La plupart des détenus de cet établissement sont des terroristes présumés arrêtés pendant la guerre de Gaza, et pour certains, dès le 7 octobre ou dans les jours qui ont suivi, lorsque le groupe terroriste palestinien Hamas a mené une attaque de grande ampleur à l’encontre d’Israël qui a tué 1 200 personnes, essentiellement des civils. Les attaquants qui ont fait irruption dans le sud d’Israël y ont massacré tous ceux qu’ils ont trouvés, à commencer par 364 festivaliers venus participer à une rave en plein air, en se livrant à de la torture, des viols collectifs et des mutilations.
Israël a riposté en lançant une offensive dans la bande de Gaza dans le but d’en finir avec le Hamas et de libérer les 252 otages séquestrés à Gaza depuis le jour de l’effroyable attaque. L’armée israélienne a capturé de nombreux membres du Hamas à Gaza, dont certains ont avoué les atrocités commises le 7 octobre.
Aux yeux de la loi, les terroristes présumés peuvent être détenus pendant 45 jours avant d’être remis en liberté ou confiés au service pénitentiaire israélien.
Deux sources israéliennes ont indiqué à CNN que les prisonniers de Sde Teiman étaient forcés de rester assis des heures durant, sans bouger, les yeux bandés, souvent sans le droit même de parler. Ceux qui contreviennent à ces ordres seraient forcés de garder les bras levés au-dessus de leur tête pendant une heure ou seraient attachés à une clôture, les bras par-dessus la tête.
L’armée a nié l’existence d’abus généralisés, déclarant à CNN : « L’armée israélienne veille à ce conduire correctement envers les détenus placés en détention. Les allégations de mauvaise conduite de certains soldats israéliens seront examinées et suivies des mesures qui s’imposent. Le cas échéant, en cas de soupçon d’inconduite professionnelle, la police militaire ouvre une enquête. »
Tsahal a ajouté que « le menottage des détenus dépend de leur niveau de risque et de leur état de santé. Les autorités n’ont pas connaissance de cas de menottage illégal.
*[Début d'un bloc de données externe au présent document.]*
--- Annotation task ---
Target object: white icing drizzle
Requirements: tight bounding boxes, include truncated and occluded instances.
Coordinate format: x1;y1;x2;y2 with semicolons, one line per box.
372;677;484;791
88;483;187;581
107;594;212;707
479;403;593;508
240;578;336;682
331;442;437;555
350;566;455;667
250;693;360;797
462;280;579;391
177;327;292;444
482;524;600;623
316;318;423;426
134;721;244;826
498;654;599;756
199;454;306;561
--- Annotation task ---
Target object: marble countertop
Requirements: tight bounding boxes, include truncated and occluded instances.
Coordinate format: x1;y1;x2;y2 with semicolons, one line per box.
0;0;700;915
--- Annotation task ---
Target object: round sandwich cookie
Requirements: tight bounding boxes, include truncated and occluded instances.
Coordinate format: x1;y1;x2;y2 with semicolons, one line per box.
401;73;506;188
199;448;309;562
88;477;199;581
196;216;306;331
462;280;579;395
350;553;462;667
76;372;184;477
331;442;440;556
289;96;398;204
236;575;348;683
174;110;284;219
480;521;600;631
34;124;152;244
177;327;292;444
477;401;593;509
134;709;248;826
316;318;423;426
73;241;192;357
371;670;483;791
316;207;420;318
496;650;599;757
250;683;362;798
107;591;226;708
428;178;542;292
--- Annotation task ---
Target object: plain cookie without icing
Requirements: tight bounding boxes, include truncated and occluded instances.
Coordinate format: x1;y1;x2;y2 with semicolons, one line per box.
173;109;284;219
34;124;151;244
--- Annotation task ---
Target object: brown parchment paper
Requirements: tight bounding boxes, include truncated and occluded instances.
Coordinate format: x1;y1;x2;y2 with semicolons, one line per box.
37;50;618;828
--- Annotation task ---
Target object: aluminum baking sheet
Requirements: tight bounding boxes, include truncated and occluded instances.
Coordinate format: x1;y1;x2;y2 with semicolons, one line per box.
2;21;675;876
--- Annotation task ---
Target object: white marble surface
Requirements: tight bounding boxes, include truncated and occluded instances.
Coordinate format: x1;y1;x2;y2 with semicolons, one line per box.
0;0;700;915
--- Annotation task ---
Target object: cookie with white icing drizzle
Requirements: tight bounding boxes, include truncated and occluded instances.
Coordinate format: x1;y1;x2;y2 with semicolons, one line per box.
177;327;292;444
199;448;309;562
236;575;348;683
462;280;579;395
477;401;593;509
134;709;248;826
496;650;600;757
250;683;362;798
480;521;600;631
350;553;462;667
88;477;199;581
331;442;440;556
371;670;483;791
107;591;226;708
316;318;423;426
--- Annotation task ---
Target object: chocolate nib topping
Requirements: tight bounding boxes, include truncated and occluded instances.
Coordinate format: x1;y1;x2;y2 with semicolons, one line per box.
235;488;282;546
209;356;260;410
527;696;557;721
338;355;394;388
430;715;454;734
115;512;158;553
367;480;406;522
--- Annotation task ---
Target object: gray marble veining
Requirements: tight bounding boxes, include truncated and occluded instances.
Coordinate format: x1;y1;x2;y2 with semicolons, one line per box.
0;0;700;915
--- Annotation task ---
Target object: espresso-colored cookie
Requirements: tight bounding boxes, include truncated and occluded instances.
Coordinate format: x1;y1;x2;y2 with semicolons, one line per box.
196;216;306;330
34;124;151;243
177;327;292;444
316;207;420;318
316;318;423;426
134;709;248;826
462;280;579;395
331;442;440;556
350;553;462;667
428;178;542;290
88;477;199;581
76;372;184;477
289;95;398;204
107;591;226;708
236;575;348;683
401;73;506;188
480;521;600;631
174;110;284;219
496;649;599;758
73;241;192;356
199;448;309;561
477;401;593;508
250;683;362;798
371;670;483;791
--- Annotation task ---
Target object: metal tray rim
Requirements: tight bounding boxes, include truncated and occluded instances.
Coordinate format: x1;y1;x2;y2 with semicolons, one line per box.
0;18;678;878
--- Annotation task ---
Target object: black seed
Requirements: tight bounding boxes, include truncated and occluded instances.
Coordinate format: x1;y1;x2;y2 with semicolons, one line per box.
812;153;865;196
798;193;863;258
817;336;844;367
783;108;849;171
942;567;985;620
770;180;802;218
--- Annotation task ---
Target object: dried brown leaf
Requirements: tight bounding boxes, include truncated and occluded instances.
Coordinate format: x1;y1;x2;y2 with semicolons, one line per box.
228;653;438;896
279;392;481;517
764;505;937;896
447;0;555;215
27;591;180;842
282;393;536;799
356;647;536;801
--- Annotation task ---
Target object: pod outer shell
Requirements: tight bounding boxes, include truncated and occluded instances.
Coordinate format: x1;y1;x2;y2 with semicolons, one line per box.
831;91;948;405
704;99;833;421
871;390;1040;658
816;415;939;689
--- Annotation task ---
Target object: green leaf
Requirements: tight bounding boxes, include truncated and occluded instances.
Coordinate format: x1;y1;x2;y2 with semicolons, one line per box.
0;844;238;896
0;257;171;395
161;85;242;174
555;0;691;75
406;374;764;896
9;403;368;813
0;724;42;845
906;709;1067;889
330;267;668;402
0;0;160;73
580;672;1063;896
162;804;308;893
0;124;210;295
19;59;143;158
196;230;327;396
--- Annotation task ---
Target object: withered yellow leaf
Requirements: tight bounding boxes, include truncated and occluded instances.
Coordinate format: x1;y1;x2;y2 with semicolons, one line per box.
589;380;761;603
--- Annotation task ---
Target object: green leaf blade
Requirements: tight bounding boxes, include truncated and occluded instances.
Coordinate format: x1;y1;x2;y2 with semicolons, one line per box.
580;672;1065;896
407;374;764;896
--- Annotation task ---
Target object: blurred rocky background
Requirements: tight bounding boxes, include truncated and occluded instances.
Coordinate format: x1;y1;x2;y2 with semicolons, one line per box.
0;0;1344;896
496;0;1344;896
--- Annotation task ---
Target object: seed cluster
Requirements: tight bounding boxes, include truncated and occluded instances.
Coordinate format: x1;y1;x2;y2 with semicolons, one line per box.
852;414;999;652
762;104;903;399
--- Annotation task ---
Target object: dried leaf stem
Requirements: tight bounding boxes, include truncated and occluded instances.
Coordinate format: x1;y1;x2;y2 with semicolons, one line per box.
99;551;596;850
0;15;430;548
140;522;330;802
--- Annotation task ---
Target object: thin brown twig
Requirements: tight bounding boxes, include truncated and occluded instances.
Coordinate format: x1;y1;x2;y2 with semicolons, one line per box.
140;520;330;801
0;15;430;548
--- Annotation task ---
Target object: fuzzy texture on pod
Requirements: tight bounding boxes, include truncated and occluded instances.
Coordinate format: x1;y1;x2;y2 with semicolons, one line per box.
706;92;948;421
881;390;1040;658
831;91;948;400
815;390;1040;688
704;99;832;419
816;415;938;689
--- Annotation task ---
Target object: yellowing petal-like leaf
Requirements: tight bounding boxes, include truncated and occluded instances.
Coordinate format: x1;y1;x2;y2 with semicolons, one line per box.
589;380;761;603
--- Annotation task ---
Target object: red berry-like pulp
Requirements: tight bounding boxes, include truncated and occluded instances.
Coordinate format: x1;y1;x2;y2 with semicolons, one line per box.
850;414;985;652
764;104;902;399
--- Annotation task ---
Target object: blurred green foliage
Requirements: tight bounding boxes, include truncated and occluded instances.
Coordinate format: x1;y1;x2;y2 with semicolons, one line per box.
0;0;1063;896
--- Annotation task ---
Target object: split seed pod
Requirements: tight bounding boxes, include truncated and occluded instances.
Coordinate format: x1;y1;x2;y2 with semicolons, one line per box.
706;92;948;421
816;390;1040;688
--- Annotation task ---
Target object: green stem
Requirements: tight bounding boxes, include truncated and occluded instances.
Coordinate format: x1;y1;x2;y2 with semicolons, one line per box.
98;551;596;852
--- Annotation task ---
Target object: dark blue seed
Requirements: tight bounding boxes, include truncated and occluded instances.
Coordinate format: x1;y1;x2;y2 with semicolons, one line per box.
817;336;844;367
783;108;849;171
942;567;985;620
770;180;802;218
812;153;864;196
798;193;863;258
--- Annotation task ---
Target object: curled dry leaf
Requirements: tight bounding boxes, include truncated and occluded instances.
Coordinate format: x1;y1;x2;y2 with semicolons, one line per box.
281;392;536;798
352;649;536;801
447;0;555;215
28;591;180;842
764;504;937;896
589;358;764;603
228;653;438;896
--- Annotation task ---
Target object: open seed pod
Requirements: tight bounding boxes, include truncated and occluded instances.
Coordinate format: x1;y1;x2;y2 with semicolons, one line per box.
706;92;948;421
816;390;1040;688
Des personnels de l’agence des Nations unies pour les réfugiés palestiniens (UNRWA) libérés des prisons israéliennes, ces derniers mois, se sont plaints de mauvais traitements au cours de leur détention, notamment de privations de nourriture et de sommeil.
On estime à 18 le nombre de prisonniers morts depuis le début de la guerre, indiquent les associations de prisonniers, qui pressent Israël d’en révéler le nombre exact, ainsi que l’emplacement et les conditions de vie des détenus gazaouis.
En règle générale, les détenus gazaouis sans lien avec les organisations terroristes sont renvoyés dans la bande de Gaza.